New funding for specialist arthritis research centres
Arthritis Research UK has announced new funding for three of its flagship research centres. Since launching in 2012, the centres, which specialise in adolescent rheumatology and osteoarthritis, have already laid the foundation for clinical advances. The new funding will run for five years and will help the researchers continue to explore how arthritis develops and potential ways to treat and prevent the condition.
Arthritis Research UK supports exceptional research that aims to prevent the onset of arthritis, develop a cure for arthritis and transform the lives people living with the condition. As part of this, the charity funds 13 flagship research centres across the UK, focusing on a range of arthritis issues. The centres act as hubs, bringing together experts and resources needed to target areas that will deliver significant patient benefit.
The Arthritis Research UK Centre for Osteoarthritis Pathogenesis will use its new funding to take forward key discoveries and determine whether they can be developed as potential new treatments for the 8 million people living with the condition in the UK.

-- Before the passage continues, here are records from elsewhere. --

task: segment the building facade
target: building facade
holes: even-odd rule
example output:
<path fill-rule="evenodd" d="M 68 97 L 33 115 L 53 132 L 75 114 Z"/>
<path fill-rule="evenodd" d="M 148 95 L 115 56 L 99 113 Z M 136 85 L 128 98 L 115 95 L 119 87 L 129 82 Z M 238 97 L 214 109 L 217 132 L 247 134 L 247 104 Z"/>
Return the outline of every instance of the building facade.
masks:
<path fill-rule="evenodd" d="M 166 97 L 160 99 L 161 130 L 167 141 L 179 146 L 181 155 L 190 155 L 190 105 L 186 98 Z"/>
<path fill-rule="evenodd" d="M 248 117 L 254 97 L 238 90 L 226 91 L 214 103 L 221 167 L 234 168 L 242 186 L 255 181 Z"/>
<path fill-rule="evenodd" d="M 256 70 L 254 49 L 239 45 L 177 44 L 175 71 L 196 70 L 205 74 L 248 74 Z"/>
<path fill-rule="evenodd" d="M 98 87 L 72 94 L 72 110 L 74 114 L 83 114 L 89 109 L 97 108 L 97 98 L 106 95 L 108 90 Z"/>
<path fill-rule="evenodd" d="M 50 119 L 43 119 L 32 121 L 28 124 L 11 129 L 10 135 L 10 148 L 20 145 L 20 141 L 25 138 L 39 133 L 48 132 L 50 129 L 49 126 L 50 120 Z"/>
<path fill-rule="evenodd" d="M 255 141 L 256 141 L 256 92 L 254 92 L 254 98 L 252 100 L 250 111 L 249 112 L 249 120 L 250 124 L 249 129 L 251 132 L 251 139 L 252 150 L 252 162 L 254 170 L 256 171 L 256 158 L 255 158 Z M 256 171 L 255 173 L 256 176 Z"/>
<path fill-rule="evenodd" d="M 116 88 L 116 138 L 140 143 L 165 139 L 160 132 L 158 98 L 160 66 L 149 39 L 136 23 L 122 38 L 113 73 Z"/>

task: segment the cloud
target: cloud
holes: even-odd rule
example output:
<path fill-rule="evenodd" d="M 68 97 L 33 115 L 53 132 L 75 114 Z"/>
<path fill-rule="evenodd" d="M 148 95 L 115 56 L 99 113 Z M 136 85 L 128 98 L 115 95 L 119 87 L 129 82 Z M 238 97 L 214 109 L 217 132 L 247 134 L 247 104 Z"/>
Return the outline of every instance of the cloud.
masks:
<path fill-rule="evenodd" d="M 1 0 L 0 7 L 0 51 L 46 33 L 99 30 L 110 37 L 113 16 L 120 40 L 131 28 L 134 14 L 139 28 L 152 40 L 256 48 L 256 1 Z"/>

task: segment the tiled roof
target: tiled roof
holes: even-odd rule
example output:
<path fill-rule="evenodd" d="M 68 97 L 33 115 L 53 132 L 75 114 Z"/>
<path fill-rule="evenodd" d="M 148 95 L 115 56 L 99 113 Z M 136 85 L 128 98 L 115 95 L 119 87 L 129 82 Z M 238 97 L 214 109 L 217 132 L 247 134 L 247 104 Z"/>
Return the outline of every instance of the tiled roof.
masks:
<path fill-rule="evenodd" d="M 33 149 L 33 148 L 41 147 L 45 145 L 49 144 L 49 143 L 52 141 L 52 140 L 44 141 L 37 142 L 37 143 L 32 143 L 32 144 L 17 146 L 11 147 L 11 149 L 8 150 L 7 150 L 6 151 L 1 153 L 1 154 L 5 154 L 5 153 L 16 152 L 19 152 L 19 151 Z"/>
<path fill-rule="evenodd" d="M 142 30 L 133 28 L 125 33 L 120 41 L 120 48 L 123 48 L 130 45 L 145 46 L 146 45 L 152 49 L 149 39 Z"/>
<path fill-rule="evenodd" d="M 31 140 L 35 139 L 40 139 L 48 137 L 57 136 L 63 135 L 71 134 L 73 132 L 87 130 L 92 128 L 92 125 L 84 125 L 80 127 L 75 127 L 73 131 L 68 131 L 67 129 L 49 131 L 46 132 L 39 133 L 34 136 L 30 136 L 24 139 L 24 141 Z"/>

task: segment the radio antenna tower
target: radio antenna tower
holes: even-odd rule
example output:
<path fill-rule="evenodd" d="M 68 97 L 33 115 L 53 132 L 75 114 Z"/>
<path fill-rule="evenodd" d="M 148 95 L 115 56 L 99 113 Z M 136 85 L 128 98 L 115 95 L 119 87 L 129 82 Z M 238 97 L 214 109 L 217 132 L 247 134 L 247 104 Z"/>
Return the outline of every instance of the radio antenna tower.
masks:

In its first five years, the centre has identified a number of cellular pathways that control breakdown of joint tissues in disease as well as pathways that promote repair of the cartilage. The team are now checking that these pathways are relevant to human disease and are exploring the best ways to target them. Other innovations include understanding how pain arises in the osteoarthritic joint. These findings align well with novel clinical trials in osteoarthritis pain that are likely to result in the approval of new effective drugs in the coming years.
Meanwhile, new funding will help researchers at the Arthritis Research UK Centre for Sport, Exercise and Osteoarthritis to build their understanding of the relationship between osteoarthritis, exercise, sport, injury and rehabilitation. Since it launched in 2012, the centre has released a series of studies exploring risk factors, by working with retired football, cricket and rugby players. The insight helps provide recreational sportspeople and elite athletes with evidence-based advice and exercise programmes to help them reduce the risk of injury and the development of osteoarthritis.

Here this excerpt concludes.